В Амстердаме Бену и Мириам довелось до тех пор провести вместе самое большее несколько дней и ночей. Они подыскивали дом, достаточно большой для них двоих, но не слишком всерьез, скорее прикидывая на будущее. Вообще-то обоих устраивала романтика нынешних отношений, свидания на улице и в конце концов обязательный вопрос «ну, куда пойдем — к тебе или ко мне?», будто каждый вечер они встречались впервые и пытались кадриться.

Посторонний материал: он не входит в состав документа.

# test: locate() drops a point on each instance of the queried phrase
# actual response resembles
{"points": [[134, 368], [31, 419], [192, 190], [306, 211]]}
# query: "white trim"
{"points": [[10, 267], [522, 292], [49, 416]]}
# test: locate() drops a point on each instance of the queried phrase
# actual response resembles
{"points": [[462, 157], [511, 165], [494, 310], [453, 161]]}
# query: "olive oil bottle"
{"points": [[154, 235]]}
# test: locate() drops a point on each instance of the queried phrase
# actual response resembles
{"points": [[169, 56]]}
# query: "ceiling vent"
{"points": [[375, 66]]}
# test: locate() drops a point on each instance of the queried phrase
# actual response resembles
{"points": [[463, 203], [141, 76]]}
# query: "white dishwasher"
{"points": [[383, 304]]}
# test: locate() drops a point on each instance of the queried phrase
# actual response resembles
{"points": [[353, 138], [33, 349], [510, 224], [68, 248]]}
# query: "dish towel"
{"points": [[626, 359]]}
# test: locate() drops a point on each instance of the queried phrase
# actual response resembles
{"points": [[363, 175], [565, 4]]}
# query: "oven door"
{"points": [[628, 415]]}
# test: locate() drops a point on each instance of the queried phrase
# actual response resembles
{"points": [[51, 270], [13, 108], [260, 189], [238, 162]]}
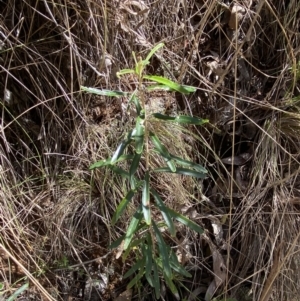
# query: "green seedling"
{"points": [[155, 260]]}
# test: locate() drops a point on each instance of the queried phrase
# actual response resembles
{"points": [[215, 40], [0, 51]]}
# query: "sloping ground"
{"points": [[55, 213]]}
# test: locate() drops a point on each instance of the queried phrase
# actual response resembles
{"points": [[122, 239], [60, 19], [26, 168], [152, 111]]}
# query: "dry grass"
{"points": [[52, 206]]}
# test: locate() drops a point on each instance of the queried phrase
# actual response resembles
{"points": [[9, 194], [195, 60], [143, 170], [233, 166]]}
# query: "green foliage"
{"points": [[18, 292], [154, 258]]}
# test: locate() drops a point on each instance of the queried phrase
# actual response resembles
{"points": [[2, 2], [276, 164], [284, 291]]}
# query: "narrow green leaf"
{"points": [[174, 86], [153, 50], [133, 226], [156, 281], [146, 199], [181, 119], [100, 164], [139, 135], [18, 292], [175, 265], [187, 163], [164, 212], [185, 221], [125, 71], [120, 149], [137, 104], [147, 251], [138, 265], [182, 171], [122, 206], [119, 171], [103, 92], [133, 168], [163, 252], [163, 151], [132, 246]]}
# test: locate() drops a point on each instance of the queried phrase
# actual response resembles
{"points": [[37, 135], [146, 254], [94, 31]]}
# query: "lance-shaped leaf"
{"points": [[163, 252], [133, 168], [119, 171], [140, 264], [137, 104], [182, 171], [164, 212], [172, 85], [185, 221], [163, 151], [181, 119], [159, 88], [153, 50], [122, 206], [156, 281], [138, 135], [133, 226], [132, 246], [147, 251], [18, 292], [120, 149], [175, 265], [103, 92], [187, 163], [146, 199]]}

Америка, задуманная как приключенческая поездка, впервые столкнула их с реальностями быта. Дело было не в конкретных вещах, действовавших Мириам на нервы, — не в не смытых после бритья волосках в раковине, не в громкой отрыжке в восемь утра, не в бесцеремонных манипуляциях с зубочисткой или зубной нитью, даже не в испорченном воздухе. Нет, речь шла о чем-то трудно уловимом, чему она поначалу не могла подобрать название.
В течение всей поездки по Америке Бена не покидало ощущение неловкости и постоянное желание противопоставить свое существование окружавшему его огромному американскому миру. Начиналось все утром, за завтраком, который вызывал у него массу придирок: здоровенные порции яичницы с салом, невероятных размеров блины, намазанные сливочным маслом, озера жиденького кофе.
— Неудивительно, что все они тут весят по два центнера, — ворчал он.
С каждым днем его недовольство усиливалось. Он ворчал и пыхтел при виде придорожных щитов, которые разъясняли туристам, откуда и под каким углом следует фотографировать очередной овраг или живописное скопление скал, пыхтел, когда они десятый раз за день тащились в хвосте жилого автофургона величиной с автобус, где за рулем сидел пенсионер, — нередко сзади к такому фургону прицепляли небольшой джип, чтобы ездить за покупками. Он тряс головой и пыхтел, когда видел изрешеченные пулями щиты с обозначением максимально допустимой скорости, пыхтел, наблюдая «простодушных, недалеких и лицемерных американцев», которые за ужином изображали наслаждение от стакана воды со льдом, не решались заказать вина, а купленные в супермаркете виски или джин совали в коричневый пакет, чтобы никто не увидел.